= Le Pays =

Le Pays (The Land) is a three-act opera by Guy Ropartz with a libretto by Charles Le Goffic. It was composed between 1908 and 1910 and was premiered in 1912 at Nancy. It is an important example of the Breton cultural renaissance of the early 20th century.

==Origins==
===Libretto===
Ropartz stated that he was looking for an opera subject that involved "interiorised action; few events; feelings; few characters; no spectacle." He was given a copy of Le Goffic's short story collection Passions Celtes (1908), and was immediately attracted to the story L'islandaise (The Icelandic Girl), which describes a doomed love affair between the girl and a stranded Breton fisherman. It was based on the lives of the Breton "Icelanders", who fished in Icelandic waters and sometimes stayed there for periods. Ropartz had already created a score for Louis Tiercelin's stage adaptation of Pierre Loti's novel Pêcheur d'Islande (An Iceland Fisherman) on the same basic theme. Ropartz asked Le Goffic to adapt his story for the stage.

===Music===
Ropartz's style is influenced by the form of Wagner's music dramas and the structural innovations of César Franck. Ropartz makes frequent use of leitmotives and also incorporates elements of Breton folk melodies to represent the hero's nostalgia for his homeland.
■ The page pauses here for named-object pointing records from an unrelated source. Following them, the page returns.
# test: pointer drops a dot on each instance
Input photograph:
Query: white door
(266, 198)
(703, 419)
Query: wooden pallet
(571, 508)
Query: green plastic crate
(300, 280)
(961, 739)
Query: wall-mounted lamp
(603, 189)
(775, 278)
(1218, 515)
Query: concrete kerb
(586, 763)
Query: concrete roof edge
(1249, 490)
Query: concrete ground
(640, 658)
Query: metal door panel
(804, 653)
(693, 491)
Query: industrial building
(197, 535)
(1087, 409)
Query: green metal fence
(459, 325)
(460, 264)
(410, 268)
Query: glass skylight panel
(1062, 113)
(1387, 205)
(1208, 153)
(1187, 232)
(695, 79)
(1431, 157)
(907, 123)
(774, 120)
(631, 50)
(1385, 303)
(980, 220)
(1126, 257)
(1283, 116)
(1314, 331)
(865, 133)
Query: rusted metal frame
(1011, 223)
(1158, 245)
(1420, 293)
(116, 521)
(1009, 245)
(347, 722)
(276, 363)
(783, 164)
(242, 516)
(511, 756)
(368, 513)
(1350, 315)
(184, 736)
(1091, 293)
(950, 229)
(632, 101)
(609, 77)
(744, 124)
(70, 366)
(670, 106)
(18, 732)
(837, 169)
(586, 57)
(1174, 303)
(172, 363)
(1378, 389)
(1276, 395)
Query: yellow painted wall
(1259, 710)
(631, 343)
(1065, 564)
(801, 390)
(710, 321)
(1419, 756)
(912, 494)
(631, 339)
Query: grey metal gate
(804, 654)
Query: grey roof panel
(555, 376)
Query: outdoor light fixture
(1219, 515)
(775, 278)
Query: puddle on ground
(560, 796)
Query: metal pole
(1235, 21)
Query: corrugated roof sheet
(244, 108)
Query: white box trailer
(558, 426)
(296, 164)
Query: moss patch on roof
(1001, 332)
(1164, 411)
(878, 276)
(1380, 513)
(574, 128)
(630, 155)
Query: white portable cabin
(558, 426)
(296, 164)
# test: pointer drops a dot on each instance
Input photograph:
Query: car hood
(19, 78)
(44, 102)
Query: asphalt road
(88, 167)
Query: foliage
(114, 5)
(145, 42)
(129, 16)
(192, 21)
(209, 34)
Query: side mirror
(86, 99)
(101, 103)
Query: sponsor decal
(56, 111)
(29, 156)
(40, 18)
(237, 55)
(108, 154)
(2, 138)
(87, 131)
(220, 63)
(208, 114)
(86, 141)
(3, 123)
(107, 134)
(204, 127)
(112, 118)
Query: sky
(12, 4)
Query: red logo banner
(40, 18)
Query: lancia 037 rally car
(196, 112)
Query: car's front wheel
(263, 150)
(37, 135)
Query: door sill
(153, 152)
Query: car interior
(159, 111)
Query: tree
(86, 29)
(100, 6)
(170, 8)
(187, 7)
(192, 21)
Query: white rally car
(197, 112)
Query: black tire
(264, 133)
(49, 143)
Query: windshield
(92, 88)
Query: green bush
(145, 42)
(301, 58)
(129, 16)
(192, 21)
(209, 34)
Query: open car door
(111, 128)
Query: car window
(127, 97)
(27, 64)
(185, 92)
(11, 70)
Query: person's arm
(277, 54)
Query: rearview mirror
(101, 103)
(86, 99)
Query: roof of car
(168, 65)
The critic Michel Fleury argues that the music is built around four main themes, one of which represents Iceland, and in particular the bog which plays a role in the narrative; one represents the main female character and the emotion of love associated with her; another represents the male character and his nostalgia for Brittany. The fourth theme represents stability, associated with the heroine's father.

==Characters==
- Kaethe, an Icelandic girl - soprano
- Tual, a Breton fisherman - tenor
- Jörgen, Kaethe's father - baritone

==Synopsis==
Act I.

Autumn: A cottage in Iceland: Tual, a Breton fisherman who has survived a shipwreck, has been recuperating in the home of Jörgen, an old trapper. He is tended by Kaethe, Jörgen's daughter. She suggests that Tual must be nostalgic for his Breton home. Tual reminds her that after he had dragged himself ashore from the shipwreck, he nearly died in the Hrafuaga, a dangerous Icelandic swamp; only Jörgen's timely arrival saved him. All the other fishermen on the ship were drowned, so everyone in Brittany will think him dead and he has no ties there anymore. Tual declares his love for Kaethe. Kaethe is worried that Tual's feelings may be temporary, but says she loves him too. In the absence of a preacher Jörgen "marries" the couple by insisting that Tual dedicate himself to Kaethe by swearing on the "mud of Hrafuaga" that if he ever abandons her it will swallow him up.

Act 2

Spring: The Icelandic shore: Tual dreams of Paimpol, his home in Brittany, while making a small fishing boat. He sings Breton folk songs. Kaethe says she has seen a sadness in him for his homeland and worries that he will sail back to Brittany. Tual says his boat is too small for anything more than local waters. Kaethe tells him she is pregnant with his child, hoping that this will keep him beside her. Kaethe sings him a Nordic ballad about "Sir Olaf", who was abducted by the Queen of the Fairies. His loyal wife Lady Hilda waited for him for a hundred years, so that they could renew their love and die together. Tual says that they will live and die together like Olaf and Hilda.

Act 3

Spring: The cottage: Kathe muses on Tual's increasingly withdrawn behaviour. Jörgen returns home tipsy after drinking gin and reminisces about Kaethe's late mother, describing how they grew up together. When Tual enters Jörgen mentions that some Paimpol fishermen have arrived at the village of Seidsfjord. Tual is excited and asks if it is easy to get there. Jörgen says that if the Hrafuaga swamp is still frozen, it can be crossed in time to catch them. Tual tries to put the thought out of his mind, but as he sleeps with Kaethe he has a dream of Brittany. In his vision he sees the rolling Breton landscape and the white sails of the Paimpol fishing fleet. He leaves and tries to cross the Hrafuaga. Kaethe watches as the swamp cracks and swallows him.